The point of arguments like Williams’ is to demonstrate the sophistication necessary to conduct America’s foreign policy and to paint its critics as naive. But it’s precisely that kind of thinking that leads to a decades-long partnership with a problematic ally like Saudi Arabia. The point of Sanders’s speech was to chip away at tired certainties, to question fundamental beliefs, to break out of old ways of thinking. That is not naive. It is a rare example of a prominent American politician rejecting a dangerous calculus.

Obama’s record makes Sanders’ alternative approach particularly necessary. In a January post for the Council on Foreign Relations, Micah Zenko argued that Obama bequeathed Donald Trump a robust “targeted killing program.” Though Obama had placed some limitations on the drone program—limitations Trump is set to roll back—they are insufficient. “Many needed reforms were left undone—in large part because there was zero pressure from congressional members, who, with few exceptions, were the biggest cheerleaders of drone strikes,” Zenko wrote.

Meanwhile, Obama’s signature diplomatic achievement—the Iran nuclear deal—still has Democratic detractors.
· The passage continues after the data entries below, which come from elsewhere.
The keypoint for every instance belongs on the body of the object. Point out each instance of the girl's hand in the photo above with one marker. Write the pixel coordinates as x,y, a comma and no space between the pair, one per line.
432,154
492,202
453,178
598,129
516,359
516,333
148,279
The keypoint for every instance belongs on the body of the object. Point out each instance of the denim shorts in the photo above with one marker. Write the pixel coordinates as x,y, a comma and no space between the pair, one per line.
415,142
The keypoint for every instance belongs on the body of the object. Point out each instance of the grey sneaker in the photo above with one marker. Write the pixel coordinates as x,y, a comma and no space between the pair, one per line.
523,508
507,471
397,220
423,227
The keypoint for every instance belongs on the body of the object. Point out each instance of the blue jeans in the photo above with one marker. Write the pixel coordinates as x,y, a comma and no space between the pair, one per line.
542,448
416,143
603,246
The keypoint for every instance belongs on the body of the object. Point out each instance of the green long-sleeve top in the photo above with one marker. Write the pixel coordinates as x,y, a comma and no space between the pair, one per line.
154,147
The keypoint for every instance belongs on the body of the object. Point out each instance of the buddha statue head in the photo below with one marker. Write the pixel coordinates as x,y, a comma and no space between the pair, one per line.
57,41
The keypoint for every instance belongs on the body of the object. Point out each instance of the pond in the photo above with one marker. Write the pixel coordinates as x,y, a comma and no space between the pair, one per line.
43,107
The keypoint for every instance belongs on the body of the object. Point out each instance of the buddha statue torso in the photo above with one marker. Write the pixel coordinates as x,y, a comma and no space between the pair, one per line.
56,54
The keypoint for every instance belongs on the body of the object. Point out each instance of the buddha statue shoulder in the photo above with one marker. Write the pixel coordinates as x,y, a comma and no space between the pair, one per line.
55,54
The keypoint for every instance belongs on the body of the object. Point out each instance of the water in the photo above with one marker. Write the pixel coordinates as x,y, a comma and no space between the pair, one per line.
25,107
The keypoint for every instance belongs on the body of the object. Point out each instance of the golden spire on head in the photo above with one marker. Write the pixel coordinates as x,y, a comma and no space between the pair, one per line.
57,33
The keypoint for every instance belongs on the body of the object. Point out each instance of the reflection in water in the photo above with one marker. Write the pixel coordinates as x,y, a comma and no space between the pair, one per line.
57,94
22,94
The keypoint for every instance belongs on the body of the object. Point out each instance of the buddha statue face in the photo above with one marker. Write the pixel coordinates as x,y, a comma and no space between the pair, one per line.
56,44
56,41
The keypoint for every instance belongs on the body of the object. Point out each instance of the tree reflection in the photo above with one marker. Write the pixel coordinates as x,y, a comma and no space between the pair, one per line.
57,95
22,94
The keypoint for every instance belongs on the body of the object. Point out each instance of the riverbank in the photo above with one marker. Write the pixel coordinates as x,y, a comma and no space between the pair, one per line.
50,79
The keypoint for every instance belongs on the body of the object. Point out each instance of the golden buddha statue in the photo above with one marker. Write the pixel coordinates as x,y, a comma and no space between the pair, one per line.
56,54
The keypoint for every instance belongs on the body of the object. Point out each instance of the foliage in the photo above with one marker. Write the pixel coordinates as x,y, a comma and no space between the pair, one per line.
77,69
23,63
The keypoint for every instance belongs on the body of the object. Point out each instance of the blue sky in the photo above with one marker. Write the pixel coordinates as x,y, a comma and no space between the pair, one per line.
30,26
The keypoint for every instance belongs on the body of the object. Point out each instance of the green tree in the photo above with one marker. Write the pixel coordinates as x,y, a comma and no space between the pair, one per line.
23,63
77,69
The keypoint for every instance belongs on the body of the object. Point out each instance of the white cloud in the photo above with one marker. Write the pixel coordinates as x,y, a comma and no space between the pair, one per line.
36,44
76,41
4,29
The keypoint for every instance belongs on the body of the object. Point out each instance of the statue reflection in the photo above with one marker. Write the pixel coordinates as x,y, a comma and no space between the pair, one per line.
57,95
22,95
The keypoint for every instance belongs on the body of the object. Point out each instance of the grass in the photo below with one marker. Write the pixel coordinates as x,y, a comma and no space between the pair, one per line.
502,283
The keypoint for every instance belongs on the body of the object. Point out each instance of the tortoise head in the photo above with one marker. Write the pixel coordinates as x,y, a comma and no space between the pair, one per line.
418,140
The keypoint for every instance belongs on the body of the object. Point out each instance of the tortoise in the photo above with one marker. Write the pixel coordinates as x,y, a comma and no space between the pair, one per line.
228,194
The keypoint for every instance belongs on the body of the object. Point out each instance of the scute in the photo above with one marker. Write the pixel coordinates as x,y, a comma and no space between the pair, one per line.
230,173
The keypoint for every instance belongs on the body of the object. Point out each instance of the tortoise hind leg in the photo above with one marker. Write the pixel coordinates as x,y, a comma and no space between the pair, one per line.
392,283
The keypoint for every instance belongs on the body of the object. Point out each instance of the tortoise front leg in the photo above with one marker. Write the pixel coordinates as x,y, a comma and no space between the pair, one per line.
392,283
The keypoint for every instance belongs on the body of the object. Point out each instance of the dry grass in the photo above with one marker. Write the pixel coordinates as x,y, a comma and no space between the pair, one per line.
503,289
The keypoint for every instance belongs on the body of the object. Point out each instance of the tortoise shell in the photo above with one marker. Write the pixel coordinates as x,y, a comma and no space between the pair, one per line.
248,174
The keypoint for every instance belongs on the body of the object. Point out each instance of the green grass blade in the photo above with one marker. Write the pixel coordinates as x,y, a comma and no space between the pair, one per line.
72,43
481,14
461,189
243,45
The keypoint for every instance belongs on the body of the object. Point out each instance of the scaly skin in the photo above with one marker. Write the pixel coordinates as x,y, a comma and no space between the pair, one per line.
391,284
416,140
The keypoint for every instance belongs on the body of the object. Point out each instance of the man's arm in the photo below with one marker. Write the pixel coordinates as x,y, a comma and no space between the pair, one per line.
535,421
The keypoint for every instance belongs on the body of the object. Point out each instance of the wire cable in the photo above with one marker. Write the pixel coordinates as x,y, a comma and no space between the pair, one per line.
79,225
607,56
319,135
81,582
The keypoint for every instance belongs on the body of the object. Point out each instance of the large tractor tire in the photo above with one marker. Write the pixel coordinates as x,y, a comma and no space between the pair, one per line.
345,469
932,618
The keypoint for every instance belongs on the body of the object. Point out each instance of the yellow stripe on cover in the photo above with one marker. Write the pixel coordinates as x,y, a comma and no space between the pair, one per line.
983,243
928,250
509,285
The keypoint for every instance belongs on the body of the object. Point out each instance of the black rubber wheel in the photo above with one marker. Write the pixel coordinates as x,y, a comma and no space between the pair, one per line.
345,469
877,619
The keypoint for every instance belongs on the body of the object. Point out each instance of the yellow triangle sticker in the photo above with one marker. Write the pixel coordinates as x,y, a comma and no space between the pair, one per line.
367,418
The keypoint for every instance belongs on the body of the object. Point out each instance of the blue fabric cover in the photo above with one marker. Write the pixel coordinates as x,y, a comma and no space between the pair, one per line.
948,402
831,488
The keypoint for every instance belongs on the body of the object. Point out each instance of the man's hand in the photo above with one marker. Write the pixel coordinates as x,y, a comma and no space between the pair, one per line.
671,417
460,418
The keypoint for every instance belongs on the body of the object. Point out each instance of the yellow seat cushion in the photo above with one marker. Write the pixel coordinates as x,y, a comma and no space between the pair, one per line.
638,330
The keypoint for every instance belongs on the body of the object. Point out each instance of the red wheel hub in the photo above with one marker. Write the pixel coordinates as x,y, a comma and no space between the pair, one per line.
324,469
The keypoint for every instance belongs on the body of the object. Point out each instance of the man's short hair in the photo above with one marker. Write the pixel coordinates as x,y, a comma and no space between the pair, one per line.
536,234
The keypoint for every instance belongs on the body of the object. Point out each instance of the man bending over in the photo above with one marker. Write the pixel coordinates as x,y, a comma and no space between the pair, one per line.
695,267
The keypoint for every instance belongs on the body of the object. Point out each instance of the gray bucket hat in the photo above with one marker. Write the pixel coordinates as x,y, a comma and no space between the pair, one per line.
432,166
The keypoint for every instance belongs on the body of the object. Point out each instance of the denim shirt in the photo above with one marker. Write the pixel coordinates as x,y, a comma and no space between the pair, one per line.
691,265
For the most part, Democrats and Republicans speak with one voice when it comes to supporting Israel and its treatment of Palestinians; the idea of reducing aid to Israel, something Sanders expressed some support for in a lengthy interview with The Intercept’s Mehdi Hasan, is near-heresy by the standards of both parties. They differ little on defense spending as well. Only four Democratsin addition to Sandersvoted against the $700 billion defense policy bill.

Coming in a week in which Republicans were trying to repeal Obamacare, that vote demands a debate about national priorities, and Sanders is one of the few politicians willing to start one. “How tragic it is that today, while hundreds of millions of people live in abysmal poverty, the arms merchants of the world grow increasingly rich as governments spend trillions of dollars on weapons of destruction,” he said at Westminster. What is remarkable about this statement is not the profundity of the insight, but that it is so uncommon in Washington.

As Democrats plot the party’s path in the Trump era, they will need to reconsider their priorities. In a depressing sign of where things are heading, the U.S. military is undertaking a massive expansion of the Green Zone in Kabul, an acknowledgment that the city has only grown more dangerous over the past 16 years. It also underscores that the U.S. is committed to remaining in Afghanistan through the 2020s at least—and this is a commitment Democrats must question. Policing the world takes money that could be used to expand access to health care and education. Valorizing military aggression only cedes ground to Trumpism, with its fetishization of generals and its warmongering bluster. Sanders is right. The status quo isn’t working.